Missingness

All values in Hail can be missing.

Expressions deal with missingness in a natural way. For example:

  • a missing value plus another value is always missing.
  • a conditional with a missing predicate is missing.
  • when aggregating a sum of values, the missing values are ignored.

Hail has a collection of primitive operations for dealing with missingness.

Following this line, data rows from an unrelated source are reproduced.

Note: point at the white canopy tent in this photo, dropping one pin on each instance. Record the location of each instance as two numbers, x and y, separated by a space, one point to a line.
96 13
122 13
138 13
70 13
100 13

To start, let’s create expressions representing missing and non-missing values.

In [1]:
import hail as hl
hl.init()
Running on Apache Spark version 2.2.0
SparkUI available at http://172.31.20.142:4040
Welcome to
     __  __     <>__
    / /_/ /__  __/ /
   / __  / _ `/ / /
  /_/ /_/\_,_/_/_/   version devel-f7631a0c96cd
NOTE: This is a beta version. Interfaces may change
  during the beta period. We recommend pulling
  the latest changes weekly.
In [2]:
na = hl.null(hl.tint32)
x = hl.literal(5)

To evaluate an expression, ask for its value. Let’s look at a few expression involving missingness.

In [3]:
print(na.value)
None
In [4]:
print(x.value)
5
In [5]:
hl.is_defined(na).value
Out[5]:
False
In [6]:
hl.is_defined(x).value
Out[6]:
True
In [7]:
hl.is_missing(na).value
Out[7]:
True
In [8]:
hl.or_else(na, x).value
Out[8]:
5
In [9]:
hl.or_else(x, na).value
Out[9]:
5
In [10]:
hl.or_missing(True, x).value
Out[10]:
5
In [11]:
print(hl.or_missing(False, x).value)
None

The above is equivalent to:

In [12]:
print(hl.case().when(False, x).or_missing())
<Int32Expression of type int32>

Missingness propagates up

In Python, None + 5 is an error. In Hail, operating on a missing value doesn’t produce an error, but rather produces a missing result.

In [13]:
(x + 5).value
Out[13]:
10
In [14]:
print((na + 5).value)
None
In [15]:
a = hl.array([1, 1, 2, 3, 5, 8, 13, 21])
In [16]:
a[x].value
Out[16]:
8
In [17]:
print(a[na].value)
None